La legge Cartabia, però, preoccupa anche su altri fronti. «Da giudice del dibattimento – racconta Giusi Piscitelli, giudice penale a Nola – ho riflettuto molto sull’efficacia dell’udienza predibattimentale, un filtro che già abbiamo sperimentato con l’udienza preliminare, ora introdotto per i processi monocratici a citazione diretta, che non sono poca cosa per il carico di lavoro di ciascun magistrato.
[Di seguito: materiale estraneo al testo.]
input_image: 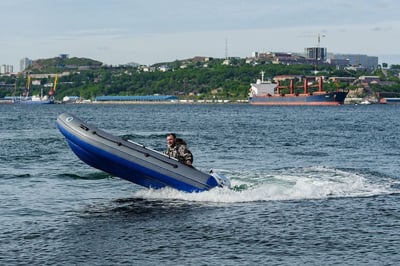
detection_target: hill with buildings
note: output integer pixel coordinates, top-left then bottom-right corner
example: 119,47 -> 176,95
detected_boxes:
0,53 -> 400,100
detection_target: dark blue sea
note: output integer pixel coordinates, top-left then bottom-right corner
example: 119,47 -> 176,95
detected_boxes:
0,104 -> 400,266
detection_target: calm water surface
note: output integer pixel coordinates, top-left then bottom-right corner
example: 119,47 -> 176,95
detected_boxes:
0,104 -> 400,265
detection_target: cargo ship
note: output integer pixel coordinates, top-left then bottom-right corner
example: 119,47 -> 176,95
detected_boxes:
249,72 -> 348,105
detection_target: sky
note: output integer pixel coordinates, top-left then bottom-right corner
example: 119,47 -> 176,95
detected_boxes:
0,0 -> 400,71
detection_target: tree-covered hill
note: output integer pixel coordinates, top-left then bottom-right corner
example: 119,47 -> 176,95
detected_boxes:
0,57 -> 400,100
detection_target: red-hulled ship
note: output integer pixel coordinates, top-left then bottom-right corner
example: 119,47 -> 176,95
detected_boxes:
249,72 -> 348,105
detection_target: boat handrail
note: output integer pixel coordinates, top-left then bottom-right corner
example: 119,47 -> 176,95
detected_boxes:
90,129 -> 179,168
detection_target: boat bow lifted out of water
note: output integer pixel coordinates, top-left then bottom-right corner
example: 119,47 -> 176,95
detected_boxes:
57,113 -> 230,192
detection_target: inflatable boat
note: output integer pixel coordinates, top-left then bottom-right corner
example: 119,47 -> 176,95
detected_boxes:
57,113 -> 230,192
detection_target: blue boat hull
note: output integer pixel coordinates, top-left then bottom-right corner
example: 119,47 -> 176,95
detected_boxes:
57,113 -> 230,192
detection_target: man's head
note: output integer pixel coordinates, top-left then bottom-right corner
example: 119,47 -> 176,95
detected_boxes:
167,133 -> 176,147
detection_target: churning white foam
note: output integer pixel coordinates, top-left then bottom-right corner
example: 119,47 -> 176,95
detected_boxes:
135,167 -> 399,203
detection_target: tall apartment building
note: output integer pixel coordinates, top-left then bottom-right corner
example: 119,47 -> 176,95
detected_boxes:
304,47 -> 327,62
19,57 -> 32,72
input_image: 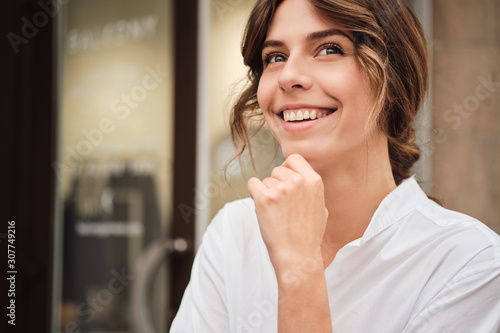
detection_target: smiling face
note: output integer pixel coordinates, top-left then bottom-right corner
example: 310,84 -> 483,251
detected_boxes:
257,0 -> 384,171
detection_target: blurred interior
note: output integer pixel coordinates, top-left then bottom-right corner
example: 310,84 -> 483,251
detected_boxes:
4,0 -> 500,333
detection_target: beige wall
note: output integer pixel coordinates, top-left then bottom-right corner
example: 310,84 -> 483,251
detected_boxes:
432,0 -> 500,232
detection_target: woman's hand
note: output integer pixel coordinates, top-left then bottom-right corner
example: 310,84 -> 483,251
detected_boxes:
248,154 -> 328,281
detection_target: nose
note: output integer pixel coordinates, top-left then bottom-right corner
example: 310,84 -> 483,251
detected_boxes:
278,57 -> 312,92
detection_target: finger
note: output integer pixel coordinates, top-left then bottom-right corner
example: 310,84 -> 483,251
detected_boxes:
262,177 -> 280,189
247,177 -> 267,199
282,154 -> 318,177
271,165 -> 296,181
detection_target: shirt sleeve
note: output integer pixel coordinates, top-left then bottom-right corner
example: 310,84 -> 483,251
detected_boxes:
403,263 -> 500,333
170,212 -> 228,333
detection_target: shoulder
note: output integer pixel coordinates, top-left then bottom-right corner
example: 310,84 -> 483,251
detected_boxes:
408,199 -> 500,278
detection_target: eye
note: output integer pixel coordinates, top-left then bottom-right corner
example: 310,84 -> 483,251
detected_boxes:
318,44 -> 344,55
264,52 -> 286,64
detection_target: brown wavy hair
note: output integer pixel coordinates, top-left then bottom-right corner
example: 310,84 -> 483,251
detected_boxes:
230,0 -> 429,184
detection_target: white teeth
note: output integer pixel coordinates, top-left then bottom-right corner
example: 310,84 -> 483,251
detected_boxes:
296,110 -> 304,120
283,109 -> 327,122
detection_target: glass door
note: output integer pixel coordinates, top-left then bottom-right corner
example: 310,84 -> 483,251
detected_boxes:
52,0 -> 174,332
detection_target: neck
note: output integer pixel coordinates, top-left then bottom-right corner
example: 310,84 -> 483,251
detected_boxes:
319,135 -> 396,264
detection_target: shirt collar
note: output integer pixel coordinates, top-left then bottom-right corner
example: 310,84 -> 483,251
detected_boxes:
356,176 -> 428,245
Ritengo che il fine di incentivare i riti alternativi sia alto, temo però che la contemporanea introduzione della improcedibilità, con eliminazione della prescrizione dopo la sentenza di primo grado, possa remare contro all’efficacia». Piuttosto, «bisognava intervenire per rendere il dibattimento molto più veloce, perché i riti alternativi sono una scelta difensiva, e in una strategia difensiva rientra – per chi ha la possibilità di permettersi il pagamento di avvocati fino all’ultimo grado di giudizio – il preferire di arrivare all’improcedibilità piuttosto che essere giudicati col rito alternativo».

E sullo sfondo ci sono ulteriori considerazioni. «Queste riforme, partendo dal Pnrr – afferma Pina D’Inverno, giudice civile a Nola -, hanno il mito dell’efficienza, cui bisogna rispondere con strumenti materiali. Faccio un esempio: il mio presidente di Corte d’appello, da poco arrivato in quinta sezione civile, ha impiegato due mesi per avere la funzionalità della consolle. Ha dovuto pagare lui la smart card per far funzionare il sistema consolle. Partiamo innanzitutto dalla ridefinizione delle piante organiche: in appello si muore se non si interviene con una ridefinizione delle piante organiche, l’intero sistema giustizia collassa. Il nostro sistema si fonda su tre gradi di giurisdizione, se non potenziamo il grado di appello non si va da nessuna parte». E il rischio è proprio quello.